Однако перемены все же произошли. К Энди вернулись забытые детские страхи — он вновь стал бояться людей, купил бронежилет и перегородил вход в «Фабрику» конторской стойкой. Окружающих он изводил придирками. Его все раздражало, повсюду чудились опасности: Уорхол не выходил на улицу позже восьми вечера, а дорогие украшения носил только под одеждой — в каждом незнакомце он видел грабителя. Опасения оказались ненапрасными: однажды к Уорхолу пожаловала колумбийская мафия и забрала всю имеющуюся у него наличность — без малого миллион долларов.

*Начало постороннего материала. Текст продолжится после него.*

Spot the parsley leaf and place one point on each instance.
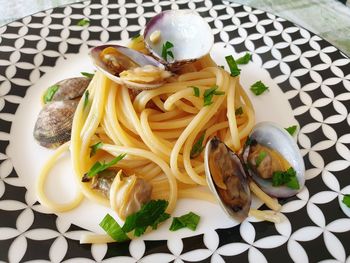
(134, 37)
(50, 93)
(209, 94)
(87, 74)
(235, 71)
(113, 229)
(95, 147)
(260, 158)
(291, 130)
(198, 147)
(346, 200)
(166, 52)
(83, 22)
(245, 59)
(196, 91)
(86, 98)
(239, 111)
(258, 88)
(287, 178)
(189, 220)
(150, 214)
(99, 167)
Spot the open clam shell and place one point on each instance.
(189, 33)
(278, 139)
(227, 180)
(134, 56)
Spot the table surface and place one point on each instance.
(329, 19)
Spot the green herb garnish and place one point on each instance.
(166, 52)
(258, 88)
(346, 200)
(99, 167)
(260, 158)
(150, 214)
(50, 93)
(287, 178)
(87, 74)
(83, 22)
(245, 59)
(235, 71)
(291, 130)
(198, 147)
(134, 37)
(189, 220)
(113, 229)
(95, 147)
(209, 94)
(196, 91)
(239, 111)
(86, 98)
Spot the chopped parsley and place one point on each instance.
(346, 200)
(209, 94)
(235, 71)
(260, 158)
(83, 22)
(196, 91)
(287, 178)
(291, 130)
(50, 93)
(150, 214)
(258, 88)
(198, 147)
(99, 167)
(87, 75)
(86, 98)
(166, 50)
(95, 147)
(113, 229)
(189, 220)
(239, 111)
(245, 59)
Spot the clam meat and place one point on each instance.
(227, 179)
(130, 67)
(274, 161)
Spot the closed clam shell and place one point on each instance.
(54, 124)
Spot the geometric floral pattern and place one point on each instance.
(314, 75)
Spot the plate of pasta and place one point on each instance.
(160, 132)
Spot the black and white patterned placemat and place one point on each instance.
(314, 75)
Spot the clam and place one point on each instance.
(226, 178)
(274, 161)
(54, 124)
(128, 194)
(176, 37)
(67, 89)
(127, 66)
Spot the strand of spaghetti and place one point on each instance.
(234, 140)
(40, 185)
(157, 142)
(76, 142)
(145, 96)
(116, 150)
(136, 123)
(191, 132)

Число врагов Энди с годами не уменьшилось. Однажды в него швырнули тортом активисты антинаркотической кампании, в другой раз неизвестные сорвали с него парик на презентации новой книги. Маньяки засыпали его письмами с угрозами. Все они действовали испытанными методами самого Уорхола: любой ценой попасть на первые полосы газет, и это приводило его в бешенство.

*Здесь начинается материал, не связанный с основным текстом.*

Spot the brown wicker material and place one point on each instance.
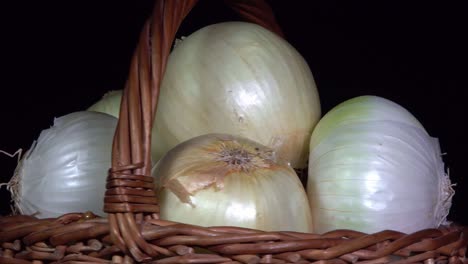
(133, 233)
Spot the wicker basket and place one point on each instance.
(132, 231)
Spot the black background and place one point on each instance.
(58, 57)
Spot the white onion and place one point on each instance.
(236, 78)
(372, 167)
(65, 170)
(219, 179)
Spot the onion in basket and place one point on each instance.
(372, 167)
(65, 170)
(236, 78)
(220, 179)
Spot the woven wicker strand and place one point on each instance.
(132, 232)
(87, 240)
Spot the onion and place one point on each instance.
(65, 170)
(220, 179)
(236, 78)
(372, 166)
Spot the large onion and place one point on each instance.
(236, 78)
(219, 179)
(372, 167)
(65, 170)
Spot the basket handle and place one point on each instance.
(130, 196)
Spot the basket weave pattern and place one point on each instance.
(132, 231)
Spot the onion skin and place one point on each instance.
(236, 78)
(66, 168)
(373, 167)
(219, 179)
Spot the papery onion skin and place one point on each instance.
(372, 172)
(219, 179)
(66, 168)
(237, 78)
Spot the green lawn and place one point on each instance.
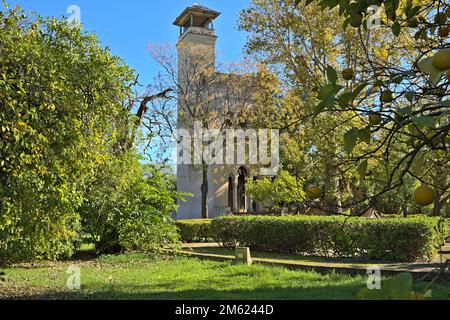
(135, 276)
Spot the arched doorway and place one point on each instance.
(242, 178)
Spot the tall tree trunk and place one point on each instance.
(332, 177)
(205, 189)
(438, 204)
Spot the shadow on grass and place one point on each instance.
(345, 292)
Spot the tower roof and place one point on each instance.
(199, 12)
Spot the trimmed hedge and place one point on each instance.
(393, 239)
(194, 230)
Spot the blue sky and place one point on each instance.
(128, 26)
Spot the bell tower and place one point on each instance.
(197, 41)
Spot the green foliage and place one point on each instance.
(273, 194)
(194, 230)
(394, 239)
(123, 209)
(400, 287)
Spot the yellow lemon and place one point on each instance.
(441, 60)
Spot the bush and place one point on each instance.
(394, 239)
(194, 230)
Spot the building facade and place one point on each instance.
(196, 55)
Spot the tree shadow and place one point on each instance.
(140, 292)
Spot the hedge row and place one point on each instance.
(194, 230)
(394, 239)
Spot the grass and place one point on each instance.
(287, 257)
(138, 276)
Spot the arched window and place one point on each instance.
(231, 193)
(241, 189)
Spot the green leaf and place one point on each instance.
(426, 66)
(365, 134)
(424, 121)
(326, 91)
(396, 28)
(362, 169)
(350, 139)
(332, 75)
(409, 96)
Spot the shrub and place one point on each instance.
(194, 230)
(394, 239)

В последние годы жизни Энди всеми силами ограждал себя от мыслей о смерти. Он не пришел на похороны писателя Трумэна Капоте, идола своей юности и близкого друга, проигнорировал известие о смерти Марио Амайи — того самого, который пытался когда-то, истекая кровью, сделать ему искусственное дыхание. И даже на похороны родной матери он не приехал, хотя Джулия была, пожалуй, единственным человеком, которого Уорхол по-настоящему любил.
Он умер 22 февраля 1987 года. Про то, что Энди страдал заболеванием мочевого пузыря, мало кто знал. До последней минуты он, панически боясь врачей, отказывался ехать в больницу, хоть его и уверяли, что бояться нечего — возможность осложнений после такой операции ничтожно мала. Операция действительно прошла успешно. Вечером сиделка померила Энди температуру и закрыла палату. А наутро Уорхола нашли мертвым.
После его кончины адвокаты и друзья вскрыли квартиру Энди и были поражены: король поп-арта предпочитал вполне буржуазную роскошь. Везде — на мраморных столах, в антикварных креслах эпохи Людовика XIV, резных шкафах — громоздились нераспакованные свертки с покупками, африканские фигурки из черного дерева, бриллианты от Тиффани, бесчисленные флаконы дорогих духов, индийские благовония, картины, банки из-под печенья, набитые сотенными купюрами, — Энди не доверял сейфам. Шедевры живописи, стоившие сотни тысяч долларов, валялись вперемешку с хламом из лавок старьевщиков: Уорхол всегда мечтал найти какую-нибудь дешевую вещицу за пять баксов, которая со временем будет стоить миллионы. Он тратил на покупки бешеные деньги, но никому их не показывал. В нем жил дух не коллекционера, а бедного польского крестьянина, который твердо знает: заработанные деньги надо вкладывать в вещи.
На аукционе «Сотбис» его пеструю коллекцию продали за $ 25,3 миллиона. В ней, кстати, не было ни одной картины самого Уорхола, за исключением маленького портрета Мао Цзэдуна: Энди не хранил дома своих работ. Некролог в «Нью-Йорк Таймс» начинался словами: «Лучшее произведение Уорхола — это сам Уорхол».